Baghdadi reivindica o poder sobre o califado islâmico, o Estado muçulmano criado pelos primeiros seguidores do profeta Maomé após sua morte, o que tem deixado muitos líderes muçulmanos furiosos e serviu de estopim para uma batalha ideológica por legitimidade.

Fontes islâmicas na Síria disseram que o panfleto, distribuído amplamente online por apoiadores do Estado Islâmico (EI), representa um passo a mais na campanha do grupo para estabelecer um califado e familiarizar o público com Baghdadi.


Intitulado "Estenda suas mãos e jure lealdade a Baghdadi", o panfleto parece ter como base um comunicado mais longo, escrito no ano passado pelo representante religioso do grupo, Turki al-Binali, no qual argumenta as razões pelas quais Baghdadi merece receber a lealdade dos islâmicos.

Dirigindo-se "a qualquer um que lutou ou ainda luta no caminho de Deus... aos comandantes de grupos", o panfleto remonta a linhagem de Baghdadi até o profeta Maomé, ressalta seus estudos sobre a lei islâmica e lista suas conquistas no campo de batalha, enquanto pede aos apoiadores que se unam contra um grupo de inimigos.

Uma coalizão dos Estados Unidos e aliados árabes, incluindo a Arábia Saudita, que segue a doutrina ultraconservadora wahhabi do islamismo sunita, tem conduzido ataques aéreos contra o EI na Síria.

"Não seria o momento de se unir aos seus irmãos? Estabelecer e elevar seu Estado?
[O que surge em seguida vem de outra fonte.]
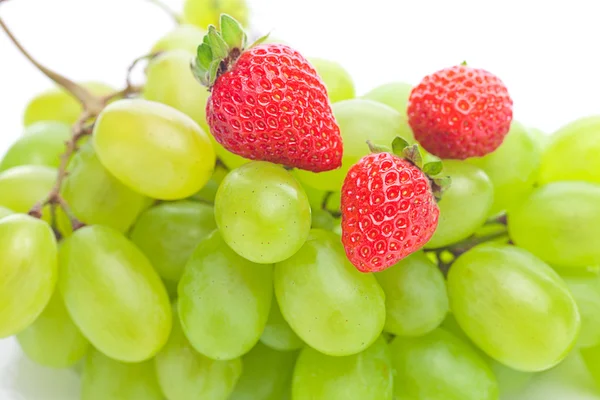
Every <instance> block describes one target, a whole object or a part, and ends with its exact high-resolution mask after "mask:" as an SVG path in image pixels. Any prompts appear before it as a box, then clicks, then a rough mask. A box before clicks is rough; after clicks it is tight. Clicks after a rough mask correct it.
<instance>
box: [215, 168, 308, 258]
mask: <svg viewBox="0 0 600 400" xmlns="http://www.w3.org/2000/svg"><path fill="white" fill-rule="evenodd" d="M215 217H216V220H217V226H218V227H219V230H220V231H221V234H222V235H223V239H224V240H225V242H226V243H227V244H228V245H229V246H231V248H232V249H233V250H234V251H235V252H236V253H238V254H239V255H241V256H242V257H244V258H247V259H248V260H250V261H252V262H256V263H263V264H268V263H275V262H278V261H282V260H285V259H286V258H288V257H290V256H292V255H293V254H294V253H295V252H296V251H298V249H300V247H302V244H304V241H305V240H306V238H307V236H308V232H309V230H310V225H311V211H310V205H309V203H308V198H307V197H306V193H304V190H303V189H302V186H300V184H299V183H298V182H297V181H296V180H295V179H294V177H293V176H292V175H291V174H290V173H289V172H288V171H286V170H285V169H284V168H283V167H281V166H278V165H275V164H271V163H268V162H264V161H254V162H251V163H248V164H246V165H243V166H241V167H239V168H237V169H235V170H233V171H231V173H229V175H227V176H226V177H225V179H224V180H223V182H222V183H221V186H220V187H219V190H218V192H217V197H216V199H215Z"/></svg>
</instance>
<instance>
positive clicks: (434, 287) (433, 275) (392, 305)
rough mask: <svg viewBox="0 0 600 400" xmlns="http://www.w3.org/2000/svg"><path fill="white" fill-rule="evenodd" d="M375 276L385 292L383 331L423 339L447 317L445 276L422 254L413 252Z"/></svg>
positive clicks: (447, 299)
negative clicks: (393, 264)
mask: <svg viewBox="0 0 600 400" xmlns="http://www.w3.org/2000/svg"><path fill="white" fill-rule="evenodd" d="M374 275H375V278H377V281H378V282H379V284H380V285H381V288H382V289H383V291H384V292H385V310H386V320H385V327H384V329H385V331H386V332H390V333H393V334H394V335H400V336H422V335H424V334H426V333H427V332H430V331H432V330H434V329H435V328H437V327H438V326H439V325H440V324H441V323H442V321H443V320H444V318H445V317H446V314H447V313H448V294H447V292H446V282H445V280H444V276H443V275H442V273H441V271H440V270H439V269H438V267H437V265H436V264H434V263H433V262H431V261H430V260H429V259H428V258H427V256H426V255H425V254H424V253H422V252H417V253H413V254H411V255H410V256H408V257H406V258H404V259H403V260H401V261H400V262H398V263H397V264H396V265H394V266H392V267H390V268H388V269H387V270H385V271H381V272H378V273H376V274H374Z"/></svg>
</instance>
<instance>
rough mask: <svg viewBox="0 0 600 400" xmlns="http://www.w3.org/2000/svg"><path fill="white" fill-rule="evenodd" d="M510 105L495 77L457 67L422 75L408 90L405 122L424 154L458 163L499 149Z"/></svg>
mask: <svg viewBox="0 0 600 400" xmlns="http://www.w3.org/2000/svg"><path fill="white" fill-rule="evenodd" d="M512 106H513V102H512V99H511V98H510V96H509V94H508V90H507V89H506V86H504V83H502V81H501V80H500V79H499V78H498V77H496V76H495V75H493V74H491V73H489V72H488V71H485V70H483V69H476V68H471V67H468V66H466V65H459V66H455V67H451V68H446V69H442V70H441V71H437V72H435V73H433V74H431V75H428V76H426V77H425V78H423V80H422V81H421V83H419V85H417V86H416V87H415V88H414V89H413V90H412V92H411V94H410V99H409V103H408V122H409V124H410V126H411V128H412V130H413V132H414V134H415V138H416V139H417V141H418V142H419V143H420V144H421V145H422V146H423V148H424V149H425V150H427V151H428V152H430V153H431V154H434V155H436V156H438V157H441V158H456V159H460V160H464V159H466V158H469V157H481V156H484V155H486V154H488V153H491V152H492V151H494V150H495V149H496V148H498V146H500V145H501V144H502V141H503V140H504V136H506V134H507V133H508V129H509V128H510V123H511V121H512V115H513V113H512Z"/></svg>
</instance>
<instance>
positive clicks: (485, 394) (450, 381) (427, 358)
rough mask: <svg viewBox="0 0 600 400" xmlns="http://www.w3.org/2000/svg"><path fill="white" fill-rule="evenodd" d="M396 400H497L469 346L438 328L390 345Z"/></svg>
mask: <svg viewBox="0 0 600 400" xmlns="http://www.w3.org/2000/svg"><path fill="white" fill-rule="evenodd" d="M390 347H391V352H392V362H393V365H394V368H395V369H396V375H395V378H394V395H395V396H396V397H395V399H396V400H415V399H427V400H496V399H498V383H497V382H496V378H495V377H494V375H493V373H492V371H491V370H490V368H489V367H488V365H487V364H486V363H485V361H484V360H483V359H481V357H479V355H478V354H477V353H476V352H475V351H474V350H473V349H472V348H471V346H470V345H469V344H467V343H465V342H464V341H462V340H461V339H459V338H457V337H456V336H454V335H453V334H451V333H450V332H448V331H446V330H444V329H442V328H439V329H436V330H435V331H433V332H430V333H429V334H427V335H425V336H421V337H418V338H407V337H396V338H395V339H394V340H393V341H392V343H391V346H390Z"/></svg>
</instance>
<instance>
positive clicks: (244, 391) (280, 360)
mask: <svg viewBox="0 0 600 400" xmlns="http://www.w3.org/2000/svg"><path fill="white" fill-rule="evenodd" d="M297 356H298V353H297V352H295V351H286V352H284V351H277V350H273V349H271V348H270V347H268V346H265V345H263V344H261V343H258V344H257V345H256V346H254V348H253V349H252V350H250V352H249V353H248V354H246V355H245V356H244V358H242V361H243V364H244V372H243V373H242V376H241V378H240V380H239V382H238V384H237V386H236V387H235V390H234V392H233V394H232V395H231V397H229V400H281V399H282V397H283V396H284V395H285V393H286V392H289V390H290V386H291V380H292V372H293V370H294V364H295V362H296V358H297ZM211 399H212V398H211Z"/></svg>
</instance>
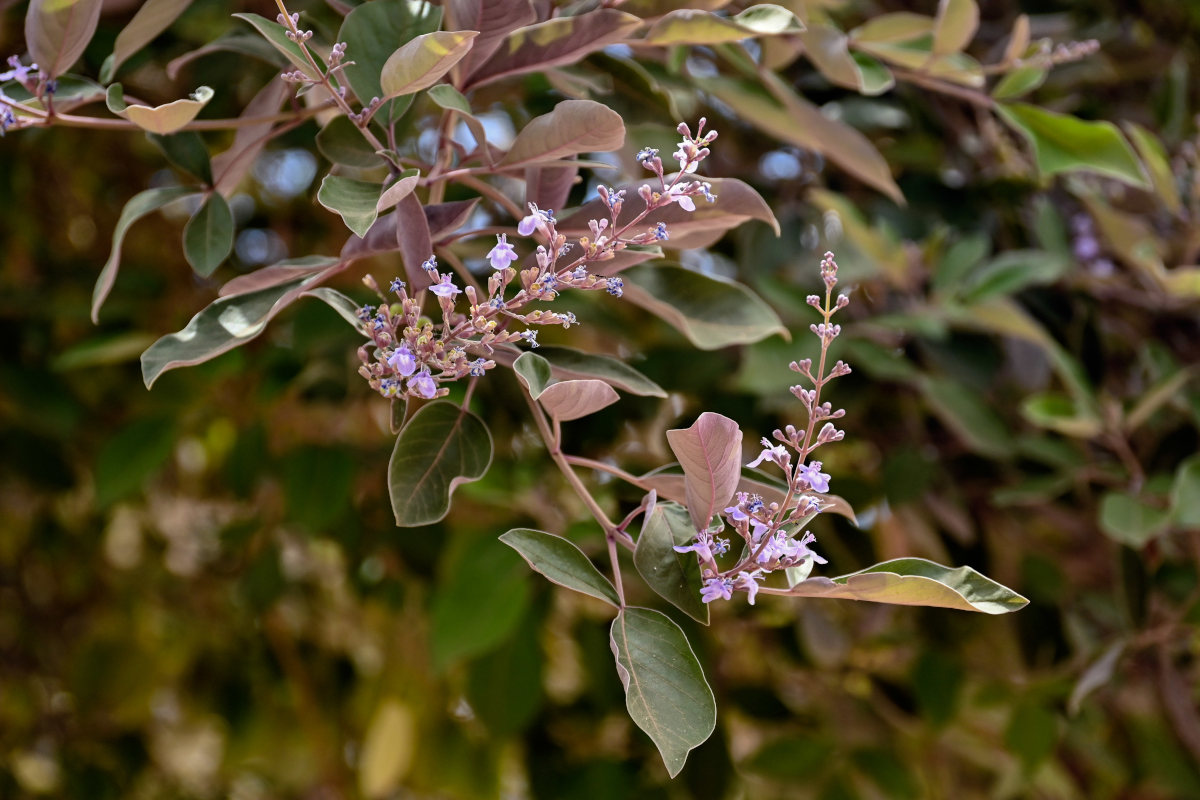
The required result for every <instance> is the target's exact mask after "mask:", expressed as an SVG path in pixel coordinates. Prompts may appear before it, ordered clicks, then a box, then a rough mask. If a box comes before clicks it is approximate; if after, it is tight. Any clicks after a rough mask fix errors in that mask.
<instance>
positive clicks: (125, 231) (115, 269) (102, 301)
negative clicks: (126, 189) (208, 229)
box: [91, 186, 198, 323]
mask: <svg viewBox="0 0 1200 800" xmlns="http://www.w3.org/2000/svg"><path fill="white" fill-rule="evenodd" d="M188 194H198V192H197V191H196V188H194V187H192V186H166V187H163V188H151V190H146V191H145V192H139V193H138V194H134V196H133V197H132V198H130V201H128V203H126V204H125V207H124V209H121V216H120V217H119V218H118V221H116V227H115V228H114V229H113V249H112V251H110V252H109V254H108V260H107V261H106V263H104V269H102V270H101V271H100V277H98V278H96V287H95V289H92V291H91V321H94V323H98V321H100V307H101V306H102V305H103V303H104V299H106V297H107V296H108V293H109V290H112V288H113V282H114V281H116V270H118V269H119V267H120V265H121V242H124V241H125V234H126V231H127V230H128V229H130V225H132V224H133V223H134V222H137V221H138V219H140V218H142V217H144V216H146V215H148V213H150V212H151V211H157V210H158V209H161V207H162V206H164V205H167V204H168V203H172V201H173V200H178V199H179V198H181V197H187V196H188Z"/></svg>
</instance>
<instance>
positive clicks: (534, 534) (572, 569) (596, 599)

O inimigo tem aliados para combater você, então se una para combatê-lo", diz o panfleto.

A campanha liderada pelos Estados Unidos tem levado alguns membros do grupo afiliado à Al Qaeda na Síria, a Frente Nusra, a pressionarem seus líderes para que se reconciliem com o EI, após os dois grupos terem se desentendido este ano.

Entre vários acadêmicos de história religiosa, o panfleto cita Mohammad ibn Abd al-Wahhab, fundador da escola wahhabi saudita, cuja aliança no século 18 com a família saudita continua a servir como alicerce para a política do país.

O establishment religioso do reino tem feito campanha contra a militância nas últimas semanas, descrevendo tanto o Estado Islâmico como a Al Qaeda como os principais inimigos do islã. Em agosto, o grande mufti da Arábia Saudita pediu aos jovens que ignorem os chamados para se juntar à jihad feitos por pessoas que representam "princípios pervertidos".